Without raising total spending, those changes would reduce payments by about 10 percent for SNFs with high shares of intensive therapy, while those with high shares of medically complex days would experience a 17 percent increase, Dr. Carter estimated. About three-fourths of hospital-based facilities would see increases of about 10 percent, although others would see decreases of similar amounts.

“This recommendation would decrease program spending relative to current law,” Dr. Carter projected. “For beneficiaries, fairer payments across all types of care may result in providers being more likely to admit and treat beneficiaries with complex care needs. Provider payments will be lower, but the difference in Medicare margins across facilities will be smaller.”

The impact on individual providers, she said, will be a function of patient mix and current practice patterns. Dr. Carter countered the industry’s contention that it needs high Medicare margins to cover losses incurred in caring for Medicaid patients.

“A key argument the industry makes against rebasing is that facilities lose money on Medicaid and need the high payments from Medicare to be viable,” Dr.

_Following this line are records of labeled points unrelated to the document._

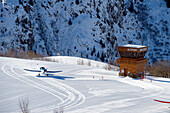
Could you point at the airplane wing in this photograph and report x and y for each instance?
(32, 70)
(161, 101)
(53, 71)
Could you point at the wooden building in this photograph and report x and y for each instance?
(132, 60)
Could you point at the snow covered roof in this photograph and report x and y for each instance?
(133, 46)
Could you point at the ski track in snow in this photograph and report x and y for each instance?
(72, 99)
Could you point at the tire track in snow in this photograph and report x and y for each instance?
(74, 98)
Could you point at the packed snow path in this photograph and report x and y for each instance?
(77, 89)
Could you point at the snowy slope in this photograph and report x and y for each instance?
(74, 89)
(85, 28)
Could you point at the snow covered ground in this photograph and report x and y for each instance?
(77, 88)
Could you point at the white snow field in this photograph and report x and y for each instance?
(77, 88)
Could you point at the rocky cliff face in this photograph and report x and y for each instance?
(85, 28)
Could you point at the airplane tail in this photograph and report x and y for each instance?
(38, 68)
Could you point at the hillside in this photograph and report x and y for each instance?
(86, 28)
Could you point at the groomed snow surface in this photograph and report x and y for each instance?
(77, 88)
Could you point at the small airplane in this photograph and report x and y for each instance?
(42, 70)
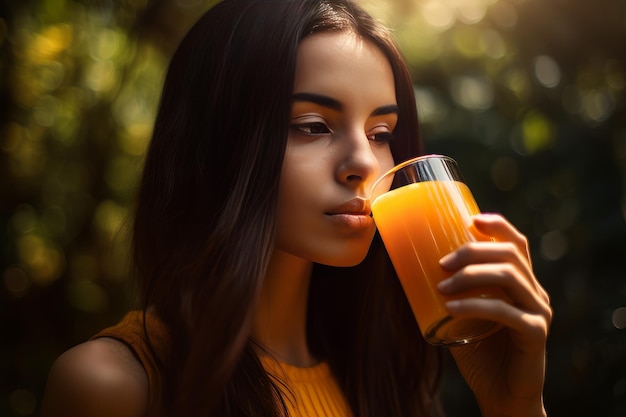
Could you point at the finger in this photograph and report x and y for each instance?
(501, 230)
(504, 281)
(493, 252)
(528, 330)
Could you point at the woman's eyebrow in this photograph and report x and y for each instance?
(388, 109)
(334, 104)
(319, 99)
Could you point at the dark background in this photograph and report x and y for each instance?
(527, 95)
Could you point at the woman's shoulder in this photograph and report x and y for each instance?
(101, 377)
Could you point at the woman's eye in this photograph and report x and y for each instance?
(313, 128)
(381, 137)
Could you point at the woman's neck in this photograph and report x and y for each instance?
(280, 321)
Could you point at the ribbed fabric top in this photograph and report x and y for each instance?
(308, 392)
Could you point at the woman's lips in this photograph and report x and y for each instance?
(354, 213)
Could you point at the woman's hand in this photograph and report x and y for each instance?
(505, 371)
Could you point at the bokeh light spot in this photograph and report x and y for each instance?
(438, 14)
(473, 93)
(538, 132)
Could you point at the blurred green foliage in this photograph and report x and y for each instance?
(528, 96)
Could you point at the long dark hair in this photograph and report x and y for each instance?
(204, 224)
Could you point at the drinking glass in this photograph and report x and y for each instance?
(423, 210)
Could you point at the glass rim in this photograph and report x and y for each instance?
(408, 162)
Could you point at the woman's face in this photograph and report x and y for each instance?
(344, 110)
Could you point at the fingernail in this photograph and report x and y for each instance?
(448, 260)
(445, 286)
(453, 305)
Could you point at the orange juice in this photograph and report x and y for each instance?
(420, 223)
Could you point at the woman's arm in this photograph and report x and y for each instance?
(97, 378)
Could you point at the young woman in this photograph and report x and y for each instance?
(266, 291)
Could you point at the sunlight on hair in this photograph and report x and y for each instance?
(472, 92)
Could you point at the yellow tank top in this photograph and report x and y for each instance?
(308, 392)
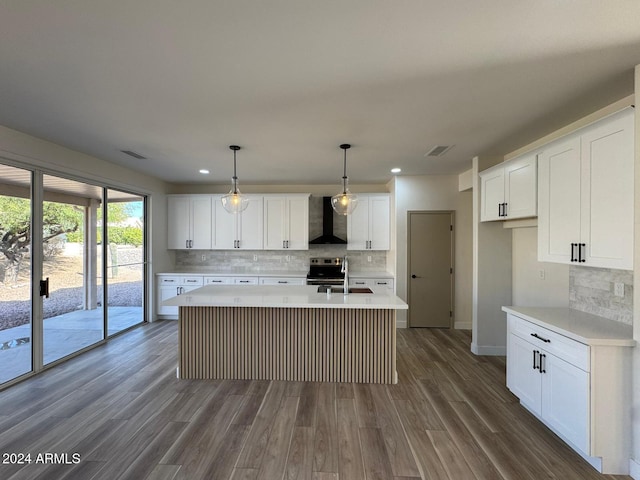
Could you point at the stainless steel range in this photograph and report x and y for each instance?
(325, 271)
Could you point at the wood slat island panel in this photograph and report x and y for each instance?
(296, 344)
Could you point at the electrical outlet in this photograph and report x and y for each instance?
(618, 289)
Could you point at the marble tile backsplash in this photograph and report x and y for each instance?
(591, 291)
(271, 260)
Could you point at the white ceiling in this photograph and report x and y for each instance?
(290, 80)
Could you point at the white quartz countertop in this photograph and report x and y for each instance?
(294, 296)
(239, 273)
(580, 326)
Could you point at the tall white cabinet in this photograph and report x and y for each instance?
(239, 231)
(190, 222)
(586, 196)
(286, 222)
(368, 227)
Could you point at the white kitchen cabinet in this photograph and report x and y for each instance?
(286, 222)
(382, 286)
(368, 227)
(580, 391)
(243, 230)
(586, 196)
(189, 222)
(170, 286)
(509, 190)
(283, 281)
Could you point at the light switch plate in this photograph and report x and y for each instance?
(618, 289)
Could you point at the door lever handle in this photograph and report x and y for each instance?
(44, 288)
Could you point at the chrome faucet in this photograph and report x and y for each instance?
(345, 270)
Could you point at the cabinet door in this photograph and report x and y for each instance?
(565, 400)
(202, 221)
(224, 233)
(275, 223)
(178, 222)
(521, 187)
(250, 225)
(165, 293)
(358, 225)
(559, 170)
(298, 223)
(607, 189)
(492, 194)
(522, 379)
(379, 228)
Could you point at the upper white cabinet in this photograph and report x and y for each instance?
(286, 222)
(368, 227)
(586, 196)
(243, 230)
(190, 222)
(508, 190)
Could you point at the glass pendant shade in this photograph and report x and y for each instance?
(344, 203)
(234, 201)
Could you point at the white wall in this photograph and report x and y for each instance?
(435, 192)
(528, 286)
(28, 151)
(635, 396)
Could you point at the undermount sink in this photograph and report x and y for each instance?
(324, 288)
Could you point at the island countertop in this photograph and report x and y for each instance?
(294, 296)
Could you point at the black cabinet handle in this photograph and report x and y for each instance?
(545, 340)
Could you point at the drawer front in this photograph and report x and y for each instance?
(217, 280)
(575, 353)
(282, 281)
(169, 280)
(192, 281)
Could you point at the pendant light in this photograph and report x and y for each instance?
(344, 203)
(234, 201)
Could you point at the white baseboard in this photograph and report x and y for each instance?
(634, 469)
(488, 350)
(462, 325)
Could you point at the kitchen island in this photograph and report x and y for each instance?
(286, 333)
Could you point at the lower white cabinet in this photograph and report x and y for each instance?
(377, 285)
(579, 391)
(283, 281)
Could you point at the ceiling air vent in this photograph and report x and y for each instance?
(438, 150)
(133, 154)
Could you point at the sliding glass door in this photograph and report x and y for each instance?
(71, 229)
(72, 267)
(126, 260)
(15, 273)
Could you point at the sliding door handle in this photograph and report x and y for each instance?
(44, 288)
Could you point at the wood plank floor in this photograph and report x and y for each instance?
(122, 409)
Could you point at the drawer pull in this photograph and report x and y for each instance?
(545, 340)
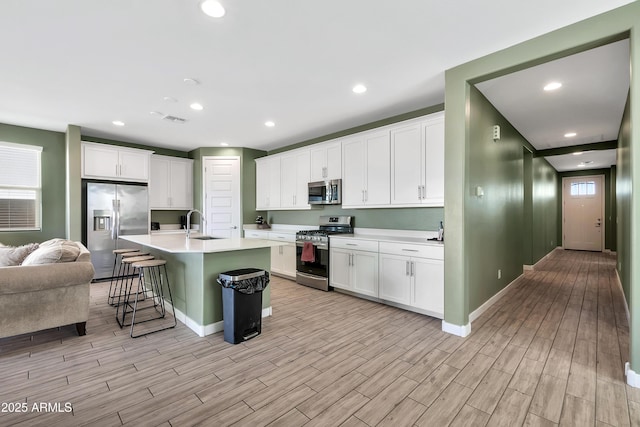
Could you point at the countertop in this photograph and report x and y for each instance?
(178, 243)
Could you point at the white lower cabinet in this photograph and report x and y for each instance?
(355, 271)
(283, 259)
(416, 280)
(395, 279)
(354, 266)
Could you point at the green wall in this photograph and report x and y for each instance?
(624, 210)
(498, 217)
(609, 201)
(612, 26)
(53, 183)
(545, 208)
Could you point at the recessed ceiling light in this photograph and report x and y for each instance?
(359, 88)
(212, 8)
(553, 86)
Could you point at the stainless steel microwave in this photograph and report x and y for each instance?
(325, 192)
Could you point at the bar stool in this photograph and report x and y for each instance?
(124, 273)
(124, 287)
(117, 265)
(154, 295)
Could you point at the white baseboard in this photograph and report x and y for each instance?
(633, 379)
(461, 331)
(204, 330)
(484, 307)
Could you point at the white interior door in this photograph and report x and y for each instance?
(583, 213)
(222, 200)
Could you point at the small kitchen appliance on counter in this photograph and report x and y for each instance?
(261, 223)
(312, 251)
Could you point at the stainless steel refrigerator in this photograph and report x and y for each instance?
(113, 210)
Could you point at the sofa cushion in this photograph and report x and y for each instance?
(12, 255)
(53, 251)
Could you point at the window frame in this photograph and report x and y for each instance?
(37, 226)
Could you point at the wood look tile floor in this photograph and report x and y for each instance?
(550, 352)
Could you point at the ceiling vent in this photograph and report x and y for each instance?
(174, 119)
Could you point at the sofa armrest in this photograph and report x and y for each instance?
(31, 278)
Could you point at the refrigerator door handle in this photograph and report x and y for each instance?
(115, 217)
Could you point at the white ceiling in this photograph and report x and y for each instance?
(591, 101)
(89, 62)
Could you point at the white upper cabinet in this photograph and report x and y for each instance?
(398, 165)
(268, 182)
(434, 160)
(326, 161)
(366, 170)
(110, 162)
(282, 181)
(417, 162)
(294, 177)
(171, 183)
(407, 164)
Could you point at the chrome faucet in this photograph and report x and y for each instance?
(203, 222)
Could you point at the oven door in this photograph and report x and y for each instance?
(319, 266)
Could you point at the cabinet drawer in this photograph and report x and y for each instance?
(412, 250)
(355, 244)
(282, 237)
(253, 234)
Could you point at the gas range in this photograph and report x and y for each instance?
(328, 225)
(312, 251)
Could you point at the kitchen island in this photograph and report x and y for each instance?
(194, 265)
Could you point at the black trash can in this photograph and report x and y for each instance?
(242, 303)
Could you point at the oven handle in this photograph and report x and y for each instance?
(318, 245)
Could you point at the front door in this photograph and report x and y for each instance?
(583, 213)
(222, 196)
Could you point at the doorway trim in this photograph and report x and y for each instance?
(602, 206)
(204, 185)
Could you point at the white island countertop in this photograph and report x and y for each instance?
(178, 243)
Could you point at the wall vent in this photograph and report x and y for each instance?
(174, 119)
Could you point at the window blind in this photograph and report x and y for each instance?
(20, 186)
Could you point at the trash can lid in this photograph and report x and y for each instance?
(241, 274)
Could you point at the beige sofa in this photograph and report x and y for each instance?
(43, 296)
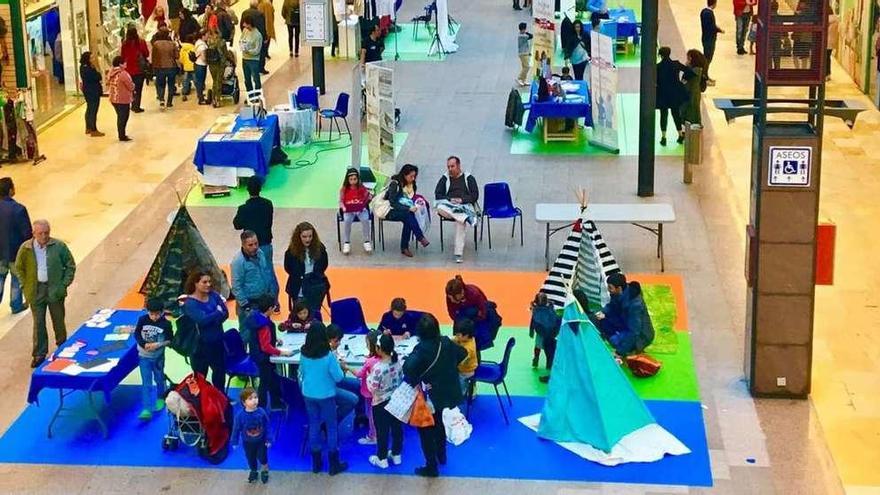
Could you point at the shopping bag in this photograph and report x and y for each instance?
(422, 412)
(401, 402)
(457, 427)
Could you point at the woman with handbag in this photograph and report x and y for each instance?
(434, 362)
(136, 55)
(401, 190)
(319, 372)
(207, 309)
(305, 262)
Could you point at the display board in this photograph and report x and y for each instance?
(603, 93)
(380, 117)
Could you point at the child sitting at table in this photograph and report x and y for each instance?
(463, 335)
(153, 332)
(398, 321)
(372, 340)
(354, 201)
(382, 381)
(300, 319)
(252, 424)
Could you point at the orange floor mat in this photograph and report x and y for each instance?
(424, 290)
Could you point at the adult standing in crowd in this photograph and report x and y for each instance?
(457, 194)
(15, 228)
(696, 64)
(46, 269)
(401, 191)
(742, 13)
(122, 90)
(710, 31)
(207, 309)
(252, 276)
(290, 13)
(268, 10)
(671, 93)
(136, 55)
(92, 91)
(251, 43)
(305, 262)
(434, 362)
(164, 56)
(258, 22)
(257, 214)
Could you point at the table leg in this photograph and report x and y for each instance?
(547, 249)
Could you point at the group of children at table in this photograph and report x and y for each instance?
(320, 375)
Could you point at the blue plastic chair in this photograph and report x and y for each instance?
(349, 315)
(493, 374)
(497, 203)
(340, 112)
(238, 362)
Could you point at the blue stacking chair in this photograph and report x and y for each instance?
(340, 112)
(349, 315)
(493, 374)
(238, 362)
(497, 203)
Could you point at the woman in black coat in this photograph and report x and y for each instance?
(92, 91)
(671, 93)
(442, 384)
(305, 262)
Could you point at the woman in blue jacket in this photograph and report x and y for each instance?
(207, 309)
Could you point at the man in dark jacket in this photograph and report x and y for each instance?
(15, 228)
(257, 214)
(624, 322)
(457, 194)
(710, 32)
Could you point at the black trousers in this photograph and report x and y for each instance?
(92, 104)
(676, 118)
(138, 91)
(386, 424)
(256, 452)
(433, 440)
(122, 113)
(211, 355)
(293, 38)
(268, 383)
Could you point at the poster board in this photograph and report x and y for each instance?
(603, 93)
(316, 18)
(380, 118)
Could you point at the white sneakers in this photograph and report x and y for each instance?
(383, 463)
(346, 247)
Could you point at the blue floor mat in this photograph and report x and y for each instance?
(78, 441)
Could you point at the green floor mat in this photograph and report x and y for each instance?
(410, 44)
(523, 143)
(314, 185)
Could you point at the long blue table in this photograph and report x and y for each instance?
(87, 381)
(254, 154)
(560, 109)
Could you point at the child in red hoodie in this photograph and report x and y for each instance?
(354, 201)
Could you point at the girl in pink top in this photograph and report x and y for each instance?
(372, 359)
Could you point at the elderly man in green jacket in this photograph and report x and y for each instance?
(46, 268)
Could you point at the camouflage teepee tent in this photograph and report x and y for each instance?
(182, 251)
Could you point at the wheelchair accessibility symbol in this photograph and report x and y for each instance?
(790, 166)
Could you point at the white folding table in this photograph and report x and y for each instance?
(637, 214)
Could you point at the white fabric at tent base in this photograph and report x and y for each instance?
(647, 444)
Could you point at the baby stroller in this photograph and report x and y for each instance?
(230, 87)
(199, 416)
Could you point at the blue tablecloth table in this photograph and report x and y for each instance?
(560, 109)
(88, 381)
(254, 154)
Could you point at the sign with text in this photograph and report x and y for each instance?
(790, 166)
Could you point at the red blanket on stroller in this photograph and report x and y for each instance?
(210, 405)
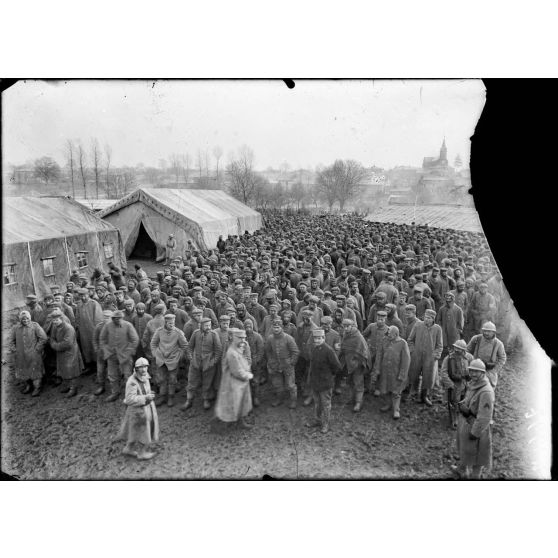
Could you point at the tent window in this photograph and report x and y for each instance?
(107, 247)
(48, 267)
(9, 274)
(81, 259)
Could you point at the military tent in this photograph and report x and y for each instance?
(43, 239)
(148, 216)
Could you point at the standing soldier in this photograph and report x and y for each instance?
(256, 344)
(392, 366)
(205, 353)
(324, 367)
(474, 430)
(119, 342)
(101, 360)
(488, 348)
(453, 375)
(62, 339)
(140, 424)
(88, 314)
(425, 345)
(168, 344)
(170, 247)
(282, 353)
(355, 354)
(450, 319)
(27, 340)
(374, 335)
(234, 401)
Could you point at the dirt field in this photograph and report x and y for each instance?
(51, 437)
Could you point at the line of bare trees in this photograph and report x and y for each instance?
(95, 165)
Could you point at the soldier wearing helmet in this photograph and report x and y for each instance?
(474, 430)
(453, 376)
(488, 348)
(140, 425)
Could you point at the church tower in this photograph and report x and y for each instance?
(444, 152)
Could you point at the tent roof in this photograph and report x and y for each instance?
(198, 206)
(26, 219)
(461, 218)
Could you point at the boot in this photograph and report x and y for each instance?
(188, 404)
(170, 398)
(243, 424)
(292, 402)
(396, 406)
(358, 403)
(114, 392)
(37, 388)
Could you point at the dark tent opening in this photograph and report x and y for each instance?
(145, 248)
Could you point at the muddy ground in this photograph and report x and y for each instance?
(51, 437)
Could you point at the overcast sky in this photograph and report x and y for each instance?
(383, 123)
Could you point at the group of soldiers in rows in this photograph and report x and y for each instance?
(397, 311)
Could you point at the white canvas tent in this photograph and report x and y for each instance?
(147, 216)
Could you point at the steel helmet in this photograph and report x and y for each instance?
(477, 364)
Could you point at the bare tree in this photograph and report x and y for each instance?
(96, 163)
(108, 158)
(71, 163)
(186, 167)
(175, 165)
(82, 161)
(46, 169)
(217, 153)
(243, 179)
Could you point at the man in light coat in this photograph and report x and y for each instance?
(425, 346)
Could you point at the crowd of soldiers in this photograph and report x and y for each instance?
(315, 305)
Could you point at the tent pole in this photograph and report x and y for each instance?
(31, 266)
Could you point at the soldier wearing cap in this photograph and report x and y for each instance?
(27, 340)
(118, 341)
(282, 354)
(392, 368)
(88, 314)
(450, 319)
(490, 350)
(474, 430)
(140, 425)
(303, 340)
(62, 339)
(168, 345)
(374, 335)
(425, 345)
(256, 346)
(323, 370)
(205, 354)
(101, 360)
(234, 401)
(453, 376)
(355, 356)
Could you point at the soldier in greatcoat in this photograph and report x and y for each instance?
(392, 368)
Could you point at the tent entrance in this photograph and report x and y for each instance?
(145, 248)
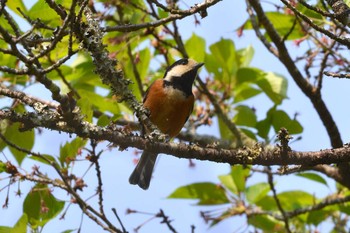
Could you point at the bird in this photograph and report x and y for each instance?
(170, 102)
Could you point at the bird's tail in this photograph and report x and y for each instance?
(143, 171)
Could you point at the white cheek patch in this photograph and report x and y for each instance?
(179, 70)
(174, 94)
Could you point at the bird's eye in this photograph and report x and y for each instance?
(184, 62)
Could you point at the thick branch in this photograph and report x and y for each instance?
(254, 155)
(172, 17)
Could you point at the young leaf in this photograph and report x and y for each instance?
(245, 91)
(50, 16)
(275, 86)
(207, 193)
(41, 206)
(239, 175)
(314, 177)
(281, 119)
(245, 116)
(266, 223)
(245, 56)
(86, 108)
(14, 4)
(256, 192)
(21, 225)
(23, 140)
(249, 74)
(224, 54)
(228, 182)
(70, 150)
(195, 47)
(295, 199)
(318, 216)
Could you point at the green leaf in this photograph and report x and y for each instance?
(2, 166)
(14, 4)
(283, 23)
(266, 223)
(41, 206)
(70, 150)
(263, 128)
(257, 192)
(249, 74)
(245, 91)
(223, 55)
(104, 104)
(295, 199)
(313, 177)
(245, 116)
(228, 182)
(207, 193)
(240, 175)
(281, 119)
(42, 160)
(68, 231)
(21, 225)
(23, 140)
(245, 56)
(318, 216)
(4, 229)
(225, 133)
(103, 121)
(274, 85)
(86, 108)
(195, 47)
(50, 15)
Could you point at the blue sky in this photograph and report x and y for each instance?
(172, 172)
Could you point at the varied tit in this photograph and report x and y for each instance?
(170, 102)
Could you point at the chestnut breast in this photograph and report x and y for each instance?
(169, 107)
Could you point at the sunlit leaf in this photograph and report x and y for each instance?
(256, 192)
(228, 182)
(239, 175)
(47, 159)
(318, 216)
(245, 91)
(244, 116)
(14, 4)
(275, 86)
(23, 140)
(195, 47)
(50, 16)
(86, 108)
(223, 53)
(207, 193)
(263, 128)
(41, 206)
(266, 223)
(102, 103)
(280, 119)
(313, 177)
(70, 150)
(245, 56)
(291, 200)
(21, 225)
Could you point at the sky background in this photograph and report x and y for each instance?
(222, 21)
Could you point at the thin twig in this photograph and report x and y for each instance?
(278, 203)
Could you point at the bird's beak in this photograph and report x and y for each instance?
(199, 65)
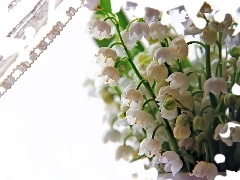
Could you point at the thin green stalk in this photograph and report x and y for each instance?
(208, 61)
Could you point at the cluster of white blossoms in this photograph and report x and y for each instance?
(168, 108)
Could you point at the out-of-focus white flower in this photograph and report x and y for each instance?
(130, 5)
(124, 152)
(151, 15)
(234, 133)
(163, 55)
(111, 135)
(172, 162)
(156, 71)
(110, 75)
(137, 30)
(167, 103)
(100, 29)
(106, 56)
(133, 98)
(203, 169)
(149, 147)
(179, 48)
(139, 118)
(190, 28)
(215, 85)
(179, 81)
(158, 31)
(187, 143)
(152, 48)
(90, 4)
(181, 132)
(130, 43)
(209, 36)
(226, 23)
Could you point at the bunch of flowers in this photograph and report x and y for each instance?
(161, 105)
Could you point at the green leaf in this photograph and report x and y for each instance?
(104, 42)
(237, 155)
(106, 4)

Carter said. “Using Medicare payments to subsidize Medicaid is poor policy for a number of reasons.”

She said using Medicare to subsidize Medicaid would help facilities with many Medicare patients—the facilities that need help the least. Such a policy would not discriminate between states with relatively high and low payments, and if Medicare rates were maintained or increased, states could be encouraged to freeze or lower their rates.

Moreover, she added, payroll taxes that finance the trust fund subsidize the low payments from other payers, and if Congress wants to help nursing facilities with large numbers of Medicaid patients, a separately finance and targeted program should be established.

As Dr. Carter discussed the recommendations with MedPAC, the Alliance for Quality Nursing Home Care said MedPAC should make Medicare funding decisions based upon “the significant, documented underfunding” of SNF care by state Medicaid programs.

“In sum, the idea that Medicare can or should look at SNF payment rates in a vacuum fails to acknowledge the practical reality that the Medicare and Medicaid populations overlap in these settings and ignores the crucial influence that Medicare rates have on improving outcomes for all patients,” said Alan G. Rosenbloom, Alliance president. “While it may make theoretical sense to assert that Medicare should pay only for Medicare beneficiaries, in practice, this vastly oversimplifies how this sector of healthcare operates—and misjudges how services are ultimately financed for this patient population.”

His comments followed release of a study by the American Health Care Association (AHCA) finding that nursing homes nationwide operated at a margin of 0.75 percent in 2009. The study projects that proposed government payment policies could result in margins following as low as -3.1 percent over 10 years.

Rosenbloom said a separate survey of SNFs shows that facilities plan to lay off more than 20,000 workers as a result of a new CMS regulation reducing Medicare funding by 11.1 percent.